Could be microphonic tubes. I would start by putting the correct pre amp tubes in there. A 6C10 can be hard to find, and expensive, but you can often find used ones on E bay. Same with a 7025, which I think is just a low noise version of a 12AX7. In fact I'd try a different 12AX7 in that slot first to see if the noise goes away.


----------



## washburned (Oct 13, 2006)

I'm thinking the 12au7 is the problem. IIRC it is hotter than a 12at7. the 6d10 should be ok as it is less powerful than the reccomended tube.


----------



## dtsaudio (Apr 15, 2009)

Neither the 6D10 nor the 12AU7 are running correctly. These should be replaced with the correct ones. 
Tube Depot has 6C10 ($34.95 ouch). It will make a difference in your sound though, as the correct tubes are going to add significant gain. The 12AX7 is fine. A 7025 is just a military spec'd 12AX7


----------



## urko99 (Mar 30, 2009)

Gentlemen, thank you so much for your replies.
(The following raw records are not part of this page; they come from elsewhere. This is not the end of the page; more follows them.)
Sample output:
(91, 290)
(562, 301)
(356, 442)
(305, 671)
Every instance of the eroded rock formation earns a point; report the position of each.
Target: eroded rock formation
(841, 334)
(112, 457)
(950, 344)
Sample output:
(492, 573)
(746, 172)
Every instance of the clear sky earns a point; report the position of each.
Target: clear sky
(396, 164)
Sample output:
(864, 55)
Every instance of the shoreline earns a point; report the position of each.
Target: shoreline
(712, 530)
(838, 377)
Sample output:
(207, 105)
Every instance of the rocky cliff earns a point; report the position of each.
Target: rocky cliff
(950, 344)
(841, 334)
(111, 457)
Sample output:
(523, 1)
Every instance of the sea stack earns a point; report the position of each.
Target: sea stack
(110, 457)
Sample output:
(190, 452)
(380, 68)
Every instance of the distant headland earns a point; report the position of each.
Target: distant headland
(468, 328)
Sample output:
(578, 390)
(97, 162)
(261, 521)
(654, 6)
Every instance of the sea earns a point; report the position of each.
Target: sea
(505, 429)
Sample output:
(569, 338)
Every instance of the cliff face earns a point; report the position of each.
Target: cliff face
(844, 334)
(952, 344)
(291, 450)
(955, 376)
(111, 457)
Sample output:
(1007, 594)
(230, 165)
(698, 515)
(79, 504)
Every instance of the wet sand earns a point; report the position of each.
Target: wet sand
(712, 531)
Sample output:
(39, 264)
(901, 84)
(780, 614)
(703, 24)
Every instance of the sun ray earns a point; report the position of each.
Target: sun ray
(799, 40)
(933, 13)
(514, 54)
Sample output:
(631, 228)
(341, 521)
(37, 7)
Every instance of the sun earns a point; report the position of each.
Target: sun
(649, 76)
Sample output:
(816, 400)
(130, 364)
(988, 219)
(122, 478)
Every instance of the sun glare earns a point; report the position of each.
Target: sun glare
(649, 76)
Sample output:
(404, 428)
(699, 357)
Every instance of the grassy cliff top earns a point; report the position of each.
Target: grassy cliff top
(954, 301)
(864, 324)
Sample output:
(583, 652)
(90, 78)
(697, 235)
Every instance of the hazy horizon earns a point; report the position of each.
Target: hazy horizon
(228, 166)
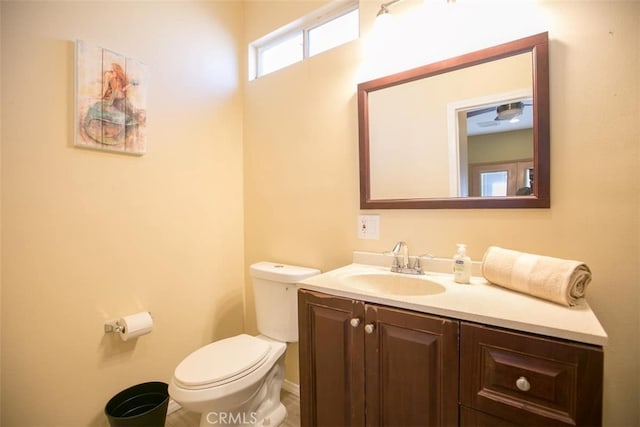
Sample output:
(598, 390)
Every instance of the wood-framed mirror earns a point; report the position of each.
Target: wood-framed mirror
(467, 132)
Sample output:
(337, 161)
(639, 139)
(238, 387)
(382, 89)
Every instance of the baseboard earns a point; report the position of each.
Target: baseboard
(173, 406)
(292, 388)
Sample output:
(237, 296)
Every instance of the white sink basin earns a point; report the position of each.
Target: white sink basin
(392, 284)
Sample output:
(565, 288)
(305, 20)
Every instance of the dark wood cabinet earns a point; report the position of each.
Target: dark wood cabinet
(331, 361)
(365, 364)
(530, 380)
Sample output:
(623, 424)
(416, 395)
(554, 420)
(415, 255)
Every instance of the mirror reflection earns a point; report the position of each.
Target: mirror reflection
(411, 153)
(473, 127)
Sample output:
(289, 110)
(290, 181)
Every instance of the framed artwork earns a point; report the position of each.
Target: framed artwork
(111, 98)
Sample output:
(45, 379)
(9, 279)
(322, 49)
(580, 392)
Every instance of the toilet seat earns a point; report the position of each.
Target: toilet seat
(221, 362)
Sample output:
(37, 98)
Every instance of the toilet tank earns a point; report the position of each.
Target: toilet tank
(276, 299)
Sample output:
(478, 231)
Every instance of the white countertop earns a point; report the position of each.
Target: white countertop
(479, 302)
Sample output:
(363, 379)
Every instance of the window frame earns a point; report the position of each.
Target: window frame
(315, 19)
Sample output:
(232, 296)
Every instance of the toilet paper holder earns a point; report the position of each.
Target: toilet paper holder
(114, 326)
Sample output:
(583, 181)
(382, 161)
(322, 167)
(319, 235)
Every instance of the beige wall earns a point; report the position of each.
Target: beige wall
(301, 164)
(90, 236)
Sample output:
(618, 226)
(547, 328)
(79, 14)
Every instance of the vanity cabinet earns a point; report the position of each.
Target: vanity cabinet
(525, 379)
(369, 364)
(366, 364)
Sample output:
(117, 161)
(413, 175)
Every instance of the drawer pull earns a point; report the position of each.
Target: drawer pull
(523, 384)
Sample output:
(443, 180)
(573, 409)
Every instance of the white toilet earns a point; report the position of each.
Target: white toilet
(237, 380)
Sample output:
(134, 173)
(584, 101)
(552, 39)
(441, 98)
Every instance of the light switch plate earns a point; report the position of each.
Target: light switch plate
(369, 227)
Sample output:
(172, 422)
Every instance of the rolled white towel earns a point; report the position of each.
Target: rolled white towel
(554, 279)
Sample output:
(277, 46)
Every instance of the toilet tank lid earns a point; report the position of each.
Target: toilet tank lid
(281, 272)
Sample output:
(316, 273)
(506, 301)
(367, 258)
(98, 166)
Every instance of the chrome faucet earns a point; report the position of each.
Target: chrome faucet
(401, 251)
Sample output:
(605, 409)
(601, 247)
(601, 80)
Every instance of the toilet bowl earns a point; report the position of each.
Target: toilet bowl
(237, 380)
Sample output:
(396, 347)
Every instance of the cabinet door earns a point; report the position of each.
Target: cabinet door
(411, 368)
(331, 360)
(530, 380)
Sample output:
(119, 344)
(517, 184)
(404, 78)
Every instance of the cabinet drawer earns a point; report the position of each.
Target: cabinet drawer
(530, 380)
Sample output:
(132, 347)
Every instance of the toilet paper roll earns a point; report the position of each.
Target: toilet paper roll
(135, 325)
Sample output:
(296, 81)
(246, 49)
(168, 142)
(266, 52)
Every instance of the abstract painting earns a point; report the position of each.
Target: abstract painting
(111, 92)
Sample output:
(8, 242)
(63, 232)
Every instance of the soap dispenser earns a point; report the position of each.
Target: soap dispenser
(461, 265)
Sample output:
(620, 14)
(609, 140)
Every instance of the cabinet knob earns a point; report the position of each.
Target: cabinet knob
(523, 384)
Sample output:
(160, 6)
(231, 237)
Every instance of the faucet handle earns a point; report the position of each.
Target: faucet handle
(416, 263)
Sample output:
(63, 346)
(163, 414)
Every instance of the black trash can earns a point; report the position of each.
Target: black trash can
(141, 405)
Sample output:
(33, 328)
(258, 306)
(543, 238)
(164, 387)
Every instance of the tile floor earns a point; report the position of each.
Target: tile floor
(183, 418)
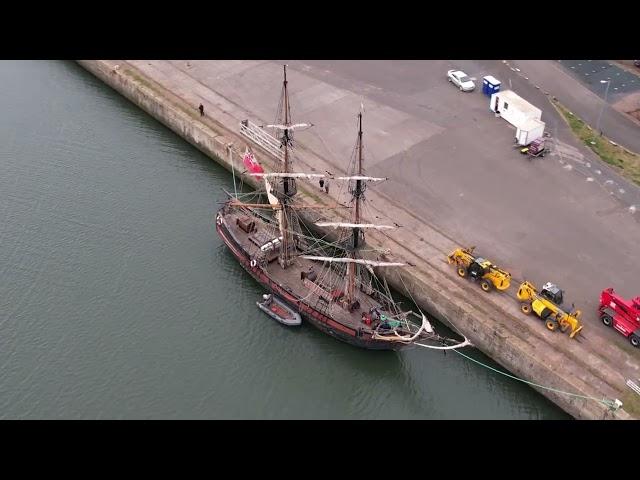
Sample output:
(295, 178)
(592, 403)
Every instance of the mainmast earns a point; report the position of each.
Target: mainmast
(357, 194)
(288, 184)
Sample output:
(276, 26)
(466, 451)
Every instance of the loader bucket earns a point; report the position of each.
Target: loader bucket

I have 3 spare 6C10's I picked up a while back, and I'm on the hunt fo a 12AT7. I will post a reply on the results. Thanks Again!


----------



## Astroman86 (May 6, 2010)

what does microphonic mean?


----------



## washburned (Oct 13, 2006)

Astroman86 said:


> what does microphonic mean?


means that the tube components behave like the cartridge in a microphone and transmit any vibrations etc to the amplifier circuit.


----------